Puntu non rispose, mi lasciò e se ne andò a riposare.
Al mattino prese di nuovo il suo posto dietro di me sul sentiero, mi risollevai pensando che avesse compreso il male che lo stava portando verso la morte, ma mi sbagliavo.
— Io non torno al campo.
— cosa vuoi fare?
— Non risalirò alla fine del turno, aspetterò il buio e mi metterò in cammino. Vado a vedere le luci.
— Ti troveranno, ti uccideranno.
— No, se tu non mi tradisci.
Non ci fu nulla che io potessi fare. Lo lasciai rannicchiato ad aspettare che la luce del giorno svanisse del tutto. Tornai al campo oppresso dai rimorsi.

Puntu sguscio fuori, il silenzio avvolgeva una notte senza luna, nessuna nuvola copriva la luce delle stelle.
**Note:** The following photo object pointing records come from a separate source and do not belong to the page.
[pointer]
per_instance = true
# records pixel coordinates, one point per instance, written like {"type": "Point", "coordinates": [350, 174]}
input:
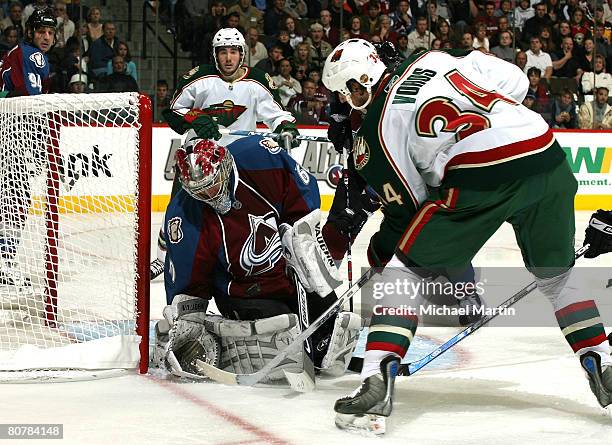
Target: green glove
{"type": "Point", "coordinates": [205, 127]}
{"type": "Point", "coordinates": [288, 131]}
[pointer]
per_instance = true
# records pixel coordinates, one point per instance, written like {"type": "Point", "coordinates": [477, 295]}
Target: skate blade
{"type": "Point", "coordinates": [366, 424]}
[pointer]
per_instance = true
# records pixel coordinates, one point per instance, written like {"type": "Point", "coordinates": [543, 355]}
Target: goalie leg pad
{"type": "Point", "coordinates": [342, 344]}
{"type": "Point", "coordinates": [305, 250]}
{"type": "Point", "coordinates": [246, 346]}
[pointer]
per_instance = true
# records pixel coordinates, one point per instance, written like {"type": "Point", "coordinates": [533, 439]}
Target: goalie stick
{"type": "Point", "coordinates": [251, 379]}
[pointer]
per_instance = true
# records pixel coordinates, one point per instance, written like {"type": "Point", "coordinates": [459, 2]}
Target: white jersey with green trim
{"type": "Point", "coordinates": [441, 113]}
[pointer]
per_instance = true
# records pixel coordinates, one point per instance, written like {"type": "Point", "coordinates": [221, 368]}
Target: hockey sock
{"type": "Point", "coordinates": [388, 334]}
{"type": "Point", "coordinates": [583, 328]}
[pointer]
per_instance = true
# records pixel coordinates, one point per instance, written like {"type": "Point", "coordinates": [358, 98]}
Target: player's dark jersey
{"type": "Point", "coordinates": [240, 253]}
{"type": "Point", "coordinates": [24, 71]}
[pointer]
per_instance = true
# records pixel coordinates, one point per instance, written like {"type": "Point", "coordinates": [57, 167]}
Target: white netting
{"type": "Point", "coordinates": [69, 233]}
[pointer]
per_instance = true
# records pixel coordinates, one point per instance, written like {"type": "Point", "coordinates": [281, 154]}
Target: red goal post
{"type": "Point", "coordinates": [75, 211]}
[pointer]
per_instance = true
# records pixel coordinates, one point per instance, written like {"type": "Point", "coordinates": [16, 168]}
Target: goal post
{"type": "Point", "coordinates": [75, 214]}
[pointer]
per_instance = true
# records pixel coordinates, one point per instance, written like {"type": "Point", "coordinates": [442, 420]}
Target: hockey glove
{"type": "Point", "coordinates": [287, 131]}
{"type": "Point", "coordinates": [205, 127]}
{"type": "Point", "coordinates": [599, 234]}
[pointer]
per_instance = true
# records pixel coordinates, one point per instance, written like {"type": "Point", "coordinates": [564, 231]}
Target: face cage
{"type": "Point", "coordinates": [242, 56]}
{"type": "Point", "coordinates": [221, 202]}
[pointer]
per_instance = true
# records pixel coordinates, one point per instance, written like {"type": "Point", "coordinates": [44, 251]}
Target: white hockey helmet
{"type": "Point", "coordinates": [353, 59]}
{"type": "Point", "coordinates": [229, 37]}
{"type": "Point", "coordinates": [205, 172]}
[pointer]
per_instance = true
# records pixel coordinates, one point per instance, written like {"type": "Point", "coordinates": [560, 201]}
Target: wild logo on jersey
{"type": "Point", "coordinates": [263, 247]}
{"type": "Point", "coordinates": [225, 113]}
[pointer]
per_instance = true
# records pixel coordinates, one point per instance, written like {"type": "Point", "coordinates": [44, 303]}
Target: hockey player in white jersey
{"type": "Point", "coordinates": [453, 122]}
{"type": "Point", "coordinates": [228, 95]}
Il ragazzo correva veloce sulla pianura, ma dentro la foresta prese un’ andatura più accorta: Suo padre era un cacciatore; gli aveva insegnato come orientarsi e a non farsi prendere di sorpresa da animali pericolosi. Camminò tutto il giorno e al tramonto, quando vide le luci bruciare la montagna in più punti, ebbe paura, si fermò. Le luci erano così forti che per guardarle doveva schermarsi gli occhi col palmo, alla fine, stanco, si addormentò. Quando si svegliò, le luci erano scomparse, ma era sicuro che al tramonto sarebbero tornate.
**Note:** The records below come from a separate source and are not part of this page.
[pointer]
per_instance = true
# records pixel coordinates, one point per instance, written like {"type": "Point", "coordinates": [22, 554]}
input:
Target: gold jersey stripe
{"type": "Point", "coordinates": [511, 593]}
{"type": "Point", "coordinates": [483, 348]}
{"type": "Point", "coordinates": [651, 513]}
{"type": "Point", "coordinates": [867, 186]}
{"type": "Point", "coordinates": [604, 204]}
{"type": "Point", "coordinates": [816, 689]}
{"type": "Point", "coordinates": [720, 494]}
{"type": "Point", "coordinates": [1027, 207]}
Guardò la pianura e la forma intera dell’Ukube. Dall’alto sembrava un enorme mucchio di escrementi, poco lontano c’era un piccolo punto scuro: il campo dei lavoratori, quello gli suggerì la grandezza dell’Ukube. Dalle mura partivano sentieri dove file di uomini trasportavano, quello che a lui e anche a me, che seguivo le sue mosse da lontano, sembrò moltissimo cibo e molti animali: greggi, asini e file interminabili di armenti. Puntu e io li osservammo sparire dietro uno sperone di roccia e là, potemmo vedere una costruzione ancora più grande dell’Ukube. Quella doveva contenere una ricchezza immensa e centinaia di dei, visto il cibo che arrivava.
Stordito da quella vista, non mi ero accorto che Puntu aveva ricominciato la marcia. Lo seguii di nuovo.
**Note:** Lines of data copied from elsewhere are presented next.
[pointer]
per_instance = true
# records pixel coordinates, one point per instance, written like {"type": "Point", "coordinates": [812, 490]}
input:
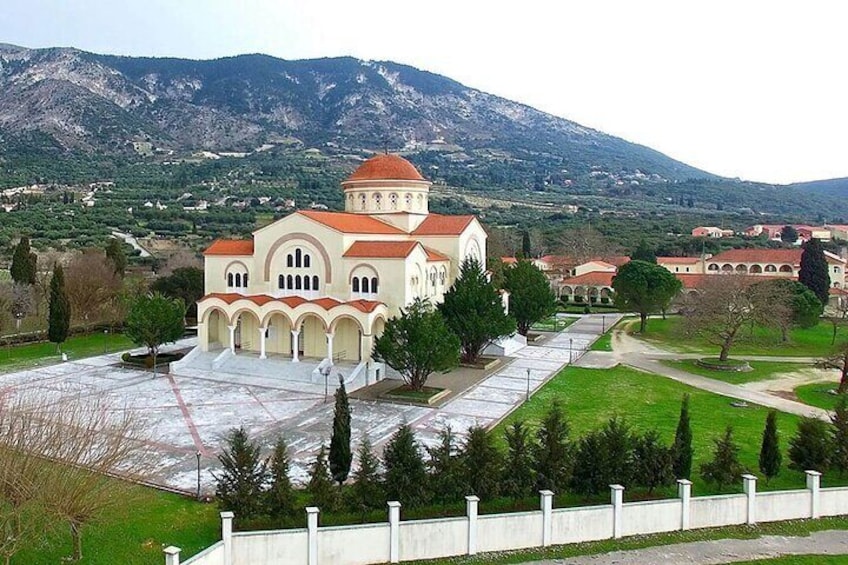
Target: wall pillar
{"type": "Point", "coordinates": [750, 488]}
{"type": "Point", "coordinates": [312, 535]}
{"type": "Point", "coordinates": [617, 500]}
{"type": "Point", "coordinates": [814, 485]}
{"type": "Point", "coordinates": [295, 335]}
{"type": "Point", "coordinates": [232, 339]}
{"type": "Point", "coordinates": [471, 503]}
{"type": "Point", "coordinates": [172, 555]}
{"type": "Point", "coordinates": [227, 536]}
{"type": "Point", "coordinates": [330, 346]}
{"type": "Point", "coordinates": [684, 491]}
{"type": "Point", "coordinates": [394, 531]}
{"type": "Point", "coordinates": [546, 502]}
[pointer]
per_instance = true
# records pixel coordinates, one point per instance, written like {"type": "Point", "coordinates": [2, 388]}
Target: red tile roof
{"type": "Point", "coordinates": [294, 301]}
{"type": "Point", "coordinates": [436, 224]}
{"type": "Point", "coordinates": [230, 247]}
{"type": "Point", "coordinates": [386, 167]}
{"type": "Point", "coordinates": [381, 249]}
{"type": "Point", "coordinates": [350, 223]}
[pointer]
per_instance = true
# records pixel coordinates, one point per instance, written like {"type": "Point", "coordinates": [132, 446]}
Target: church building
{"type": "Point", "coordinates": [320, 285]}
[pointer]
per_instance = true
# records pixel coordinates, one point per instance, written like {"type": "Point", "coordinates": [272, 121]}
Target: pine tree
{"type": "Point", "coordinates": [24, 268]}
{"type": "Point", "coordinates": [724, 467]}
{"type": "Point", "coordinates": [322, 492]}
{"type": "Point", "coordinates": [366, 491]}
{"type": "Point", "coordinates": [810, 447]}
{"type": "Point", "coordinates": [481, 463]}
{"type": "Point", "coordinates": [839, 418]}
{"type": "Point", "coordinates": [405, 479]}
{"type": "Point", "coordinates": [240, 484]}
{"type": "Point", "coordinates": [280, 495]}
{"type": "Point", "coordinates": [445, 469]}
{"type": "Point", "coordinates": [814, 271]}
{"type": "Point", "coordinates": [340, 452]}
{"type": "Point", "coordinates": [59, 309]}
{"type": "Point", "coordinates": [552, 452]}
{"type": "Point", "coordinates": [518, 467]}
{"type": "Point", "coordinates": [770, 456]}
{"type": "Point", "coordinates": [682, 447]}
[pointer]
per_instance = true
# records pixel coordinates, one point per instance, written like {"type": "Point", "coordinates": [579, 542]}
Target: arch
{"type": "Point", "coordinates": [325, 257]}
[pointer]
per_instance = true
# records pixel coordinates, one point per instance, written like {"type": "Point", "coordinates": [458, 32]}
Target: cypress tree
{"type": "Point", "coordinates": [682, 447]}
{"type": "Point", "coordinates": [24, 266]}
{"type": "Point", "coordinates": [280, 495]}
{"type": "Point", "coordinates": [59, 309]}
{"type": "Point", "coordinates": [770, 456]}
{"type": "Point", "coordinates": [814, 272]}
{"type": "Point", "coordinates": [366, 491]}
{"type": "Point", "coordinates": [340, 453]}
{"type": "Point", "coordinates": [839, 418]}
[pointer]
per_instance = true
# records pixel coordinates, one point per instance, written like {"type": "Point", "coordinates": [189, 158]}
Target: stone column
{"type": "Point", "coordinates": [330, 347]}
{"type": "Point", "coordinates": [262, 332]}
{"type": "Point", "coordinates": [684, 491]}
{"type": "Point", "coordinates": [227, 536]}
{"type": "Point", "coordinates": [172, 555]}
{"type": "Point", "coordinates": [471, 503]}
{"type": "Point", "coordinates": [814, 485]}
{"type": "Point", "coordinates": [394, 531]}
{"type": "Point", "coordinates": [312, 535]}
{"type": "Point", "coordinates": [295, 334]}
{"type": "Point", "coordinates": [232, 339]}
{"type": "Point", "coordinates": [750, 488]}
{"type": "Point", "coordinates": [617, 499]}
{"type": "Point", "coordinates": [547, 504]}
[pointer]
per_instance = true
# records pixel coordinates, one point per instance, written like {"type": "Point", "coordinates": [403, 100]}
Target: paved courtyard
{"type": "Point", "coordinates": [181, 415]}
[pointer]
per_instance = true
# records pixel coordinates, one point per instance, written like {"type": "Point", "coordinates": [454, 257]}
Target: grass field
{"type": "Point", "coordinates": [44, 353]}
{"type": "Point", "coordinates": [803, 342]}
{"type": "Point", "coordinates": [591, 396]}
{"type": "Point", "coordinates": [135, 533]}
{"type": "Point", "coordinates": [818, 394]}
{"type": "Point", "coordinates": [762, 370]}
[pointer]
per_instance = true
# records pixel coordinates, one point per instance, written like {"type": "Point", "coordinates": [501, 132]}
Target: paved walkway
{"type": "Point", "coordinates": [181, 415]}
{"type": "Point", "coordinates": [646, 357]}
{"type": "Point", "coordinates": [831, 542]}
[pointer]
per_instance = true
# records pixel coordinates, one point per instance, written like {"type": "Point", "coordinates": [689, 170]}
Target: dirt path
{"type": "Point", "coordinates": [831, 542]}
Arrivammo vicino a una delle luci che il sole stava tramontando, all’improvviso l’aria s’incendiò, la luce mi accecò, persi di vista il ragazzo, non riuscivo più a vedere nulla.  Poi il mio sguardo si abituò e lo vidi: era accovacciato vicino alla sorgente della luce, quella si spargeva verso l’alto da una insolita pietra levigata. Puntu la strinse con entrambe le braccia, capii che cercava di staccare la pietra luminosa dal terreno. Io, affascinato, mi prostrai, vidi il segno nel cielo scuro senza stelle: Le canne di luce si univano insieme, luminose come un unico sole. “Gli dei sono grandi,“ pensai.
Un rumore vibrante d’insetto mi fece girare lo sguardo, vidi un essere simile a un uomo, indossava sandali che emanavano luce: stava in piedi all’altezza di due uomini dal terreno a osservare Puntu che cercava di prendere la pietra. Oh dei! Esclamai, La paura mi gettò in ginocchio. Volevo avvertire Puntu, ma il ragazzo, sussultò e cadde all’indietro. Quell’essere si spostò sul corpo del mio amico, poi sparì volando verso le luci di Ukube. Corsi a cercare Puntu. Lo trovai a terra, aveva gli occhi spalancati, un piccolo foro sul collo e sulla pelle scorrevano poche gocce di sangue.
Avrei potuto tornare al campo, avrei sopportato le frustate, avrei detto che mi ero perso nei tunnel per cercare il ragazzo e tutto sarebbe tornato come prima. Avrei potuto, ma non senza Puntu, e non dopo aver compreso chi sono gli dei.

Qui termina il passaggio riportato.